Prevención de desastres

El temporal de lluvias en la Zona Metropolitana de Guadalajara, que está en sus inicios, ha traído ya una serie de afectaciones que van desde encharcamientos leves hasta inundaciones graves, colonias periféricas aisladas, arterias viales inutilizables, daños en viviendas y, por desgracia, la pérdida de vidas humanas (seis se han contabilizado hasta ayer); problemas que se presentan cada año durante la época de lluvias, y ante los cuales muy poco se ha hecho para remediarlos, mientras las consecuencias las siguen padeciendo los habitantes de esta ciudad y, como siempre sucede, los grupos más vulnerables son los más dañados.

Los fenómenos naturales se presentan casi siempre de improviso, cuando menos se les espera. Lo mismo sucede con la ocurrencia de sismos, como con las tormentas, desde luego éstas con mayor frecuencia, y toman por sorpresa a los ciudadanos. Hasta ahora no existe en Guadalajara un sistema de prevención suficiente, capaz de pronosticar con certeza la proximidad de eventos que puedan traer consigo consecuencias graves para la sociedad. Tal es el caso de las precipitaciones pluviales, que en nuestra ciudad —como lo hemos visto en el pasado y ahora mismo lo podemos constatar— son de gran intensidad y de larga duración.

A causa de las fuertes lluvias, cada año se padecen en la Zona Metropolitana efectos nocivos, y cada vez son más los puntos de riesgo, dado el constante crecimiento de la mancha urbana y la proliferación de asentamientos en lugares vulnerables, como son las barrancas, las faldas de los cerros y cauces de arroyos que no por ser rellenados pierden su peligrosidad, toda vez que el agua siempre busca los caminos por donde ha transitado. A ello habrá que agregar lo obsoleto de la red de colectores en la ciudad, que ya no resulta suficiente para captar las descargas del drenaje y el agua que se acumula durante las tormentas.

Es cierto que Guadalajara requiere ya de una renovación total de su red de colectores, que se debe pensar y planear a la mayor brevedad la construcción de un colector profundo, que se tienen que realizar obras emergentes en los puntos identificados como de alto riesgo... Todo ello es cierto, sin embargo pasará todavía mucho tiempo para que obras de tal magnitud e importancia puedan realizarse.

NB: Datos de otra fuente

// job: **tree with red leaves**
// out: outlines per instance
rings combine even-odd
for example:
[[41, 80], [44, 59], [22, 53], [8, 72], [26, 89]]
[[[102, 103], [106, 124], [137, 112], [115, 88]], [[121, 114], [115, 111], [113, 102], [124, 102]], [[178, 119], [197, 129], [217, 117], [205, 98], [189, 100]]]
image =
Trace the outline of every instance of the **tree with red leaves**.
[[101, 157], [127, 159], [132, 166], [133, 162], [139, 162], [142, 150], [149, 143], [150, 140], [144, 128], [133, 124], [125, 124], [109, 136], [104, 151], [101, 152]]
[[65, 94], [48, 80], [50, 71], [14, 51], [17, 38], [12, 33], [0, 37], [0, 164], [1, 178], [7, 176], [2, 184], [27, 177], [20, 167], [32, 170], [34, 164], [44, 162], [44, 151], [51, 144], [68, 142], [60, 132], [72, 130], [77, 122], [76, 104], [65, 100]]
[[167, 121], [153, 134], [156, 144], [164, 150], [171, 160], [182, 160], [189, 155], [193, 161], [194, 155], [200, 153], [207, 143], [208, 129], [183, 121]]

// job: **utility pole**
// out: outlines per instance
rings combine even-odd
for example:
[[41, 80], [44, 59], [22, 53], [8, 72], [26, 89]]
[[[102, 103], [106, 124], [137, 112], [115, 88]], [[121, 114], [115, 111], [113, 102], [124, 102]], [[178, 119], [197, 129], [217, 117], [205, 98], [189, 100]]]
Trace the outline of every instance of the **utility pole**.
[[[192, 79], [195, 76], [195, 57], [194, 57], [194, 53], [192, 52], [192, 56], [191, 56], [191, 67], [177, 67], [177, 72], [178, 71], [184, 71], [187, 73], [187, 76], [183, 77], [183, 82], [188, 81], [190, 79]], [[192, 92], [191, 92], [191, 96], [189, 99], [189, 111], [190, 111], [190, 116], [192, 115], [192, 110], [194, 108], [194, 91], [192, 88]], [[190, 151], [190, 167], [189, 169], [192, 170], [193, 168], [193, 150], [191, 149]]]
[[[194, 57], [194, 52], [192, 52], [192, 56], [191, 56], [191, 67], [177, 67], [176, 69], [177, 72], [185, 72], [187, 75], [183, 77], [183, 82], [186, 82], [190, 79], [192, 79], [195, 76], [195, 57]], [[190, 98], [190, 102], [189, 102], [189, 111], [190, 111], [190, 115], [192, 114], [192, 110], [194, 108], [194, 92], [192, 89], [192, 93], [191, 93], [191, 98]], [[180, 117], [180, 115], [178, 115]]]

Sin embargo, se ha dado ya un importante paso en materia de prevención de desastres naturales, con el arranque de un proyecto para la detección —mediante la instalación de radares— oportuna de sismos y tormentas, en el que participan de manera conjunta el Gobierno del Estado y la Universidad de Guadalajara, lo que permitirá a Jalisco ser puntero en el país en el estudio de fenómenos naturales y prevención de desastres.

Más allá del orgullo de que nuestro Estado se convierta en el líder nacional en la materia, al hacerse realidad este proyecto se habrá dado un gran paso en beneficio de la sociedad, cuya seguridad e integridad debe ser asunto prioritario para las autoridades.